Asynchronous calls are applicable to data processing scenarios, such as when an OSS trigger triggers a function to process audio and video data or a log trigger triggers a function to cleanse logs. These scenarios are latency-insensitive but require successful task execution. You can use the Destination feature if you want to identify failed requests and process the failed requests as needed.
The Function Compute system adopts a serverless architecture. This does not mean that no servers are used. Instead, this means that developers do not have to deal with servers. The Function Compute system allocates instances to developers to run functions.
As shown in the preceding figure, when a function is called for the first time, the Function Compute system must dynamically schedule an instance, download and decompress the code, and start the instance to obtain a code environment where the function can be run. Then, the Function Compute system starts to run the user's initializer function in the instance allocated by the system and executes the business logic of the function. The process from scheduling an instance to starting the instance is the cold start process of the system.
After the function logic is executed, the system does not release the instance immediately, but retains the instance for a period of time. If a new call occurs during this period, the system directly reuses the instance. For example, in the preceding figure, request 2 occurs during this period of time, and then the system directly reuses the previously allocated execution environment to process request 2. In this case, request 2 does not need to go through the cold start process of the system.
After request 2 is executed, the system waits for a period of time. If no new requests are allocated to the instance during this period, the system recycles the instance and releases the execution environment. After the instance is released, if request 3 is sent to the Function Compute system, the Function Compute system needs to reschedule an instance, download and decompress code, and start the instance. In other words, the new request has to go through the cold start process.
To minimize the impact of the cold start, we recommend that you do your best to avoid cold starts and reduce the latency caused by cold starts.
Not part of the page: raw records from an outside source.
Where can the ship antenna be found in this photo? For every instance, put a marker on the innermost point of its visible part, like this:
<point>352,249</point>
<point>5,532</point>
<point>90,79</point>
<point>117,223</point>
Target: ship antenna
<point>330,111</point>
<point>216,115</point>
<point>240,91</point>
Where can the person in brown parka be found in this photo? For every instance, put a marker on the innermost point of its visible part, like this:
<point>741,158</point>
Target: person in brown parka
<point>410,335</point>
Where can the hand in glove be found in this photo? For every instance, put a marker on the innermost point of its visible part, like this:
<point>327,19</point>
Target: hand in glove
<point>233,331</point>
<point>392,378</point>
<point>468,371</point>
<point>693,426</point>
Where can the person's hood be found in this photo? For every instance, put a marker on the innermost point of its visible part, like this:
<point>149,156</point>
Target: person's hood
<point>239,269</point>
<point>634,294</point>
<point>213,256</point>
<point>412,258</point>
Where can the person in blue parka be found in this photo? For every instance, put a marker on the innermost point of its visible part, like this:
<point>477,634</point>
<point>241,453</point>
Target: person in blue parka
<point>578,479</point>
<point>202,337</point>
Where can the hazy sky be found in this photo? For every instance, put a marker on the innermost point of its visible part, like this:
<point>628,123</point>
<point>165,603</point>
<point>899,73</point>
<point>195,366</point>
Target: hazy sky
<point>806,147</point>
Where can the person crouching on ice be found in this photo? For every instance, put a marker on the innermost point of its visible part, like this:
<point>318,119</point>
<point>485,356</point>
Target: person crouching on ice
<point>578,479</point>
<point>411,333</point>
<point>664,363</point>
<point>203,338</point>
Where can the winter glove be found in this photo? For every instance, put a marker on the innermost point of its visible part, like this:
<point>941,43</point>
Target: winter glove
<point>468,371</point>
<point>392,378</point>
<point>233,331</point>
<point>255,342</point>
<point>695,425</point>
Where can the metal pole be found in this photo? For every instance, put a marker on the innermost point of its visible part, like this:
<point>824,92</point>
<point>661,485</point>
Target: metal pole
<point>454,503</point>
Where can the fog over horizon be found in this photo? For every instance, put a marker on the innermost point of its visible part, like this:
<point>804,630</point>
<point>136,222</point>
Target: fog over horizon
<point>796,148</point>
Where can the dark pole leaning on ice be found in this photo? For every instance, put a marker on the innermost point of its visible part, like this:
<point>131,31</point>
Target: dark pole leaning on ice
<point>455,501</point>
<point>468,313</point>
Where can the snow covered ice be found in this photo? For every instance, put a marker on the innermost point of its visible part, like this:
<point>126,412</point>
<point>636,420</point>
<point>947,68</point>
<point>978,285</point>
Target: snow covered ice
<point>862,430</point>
Function Compute provides reserved instances to allow you to completely avoid cold starts. Soon after you reserve an instance, the system allocates the reserved instance and prepares an execution environment. The system does not automatically recycle the instance even after all requests are processed.
The Function Compute system does not automatically allocate or recycle reserved instances. Instead, you can manage the lifecycle of a reserved instance and make the reserved instance resident in the system. Reserved instances allow the system to avoid the latency caused by cold starts, enhancing performance and facilitating the migration of online applications to the Function Compute system.
If reserved instances are not applicable to your business scenarios, you need to reduce the latency caused by cold starts in other ways. For example, you can reduce the size of the code package to shorten the time it takes to download and decompress. The initializer function initializes an instance. It runs in the same instance and can run only once. Therefore, you can add time-consuming common logic to the initializer function. For example, you can enable the initializer function to load dependencies to a Network Attached Storage (NAS) instance and establish a connection. In addition, we recommend that you ensure that requests are received continuously and stably to avoid sudden bursts of traffic. Otherwise, if the instances already started in the system cannot handle the traffic, cold starts are inevitable.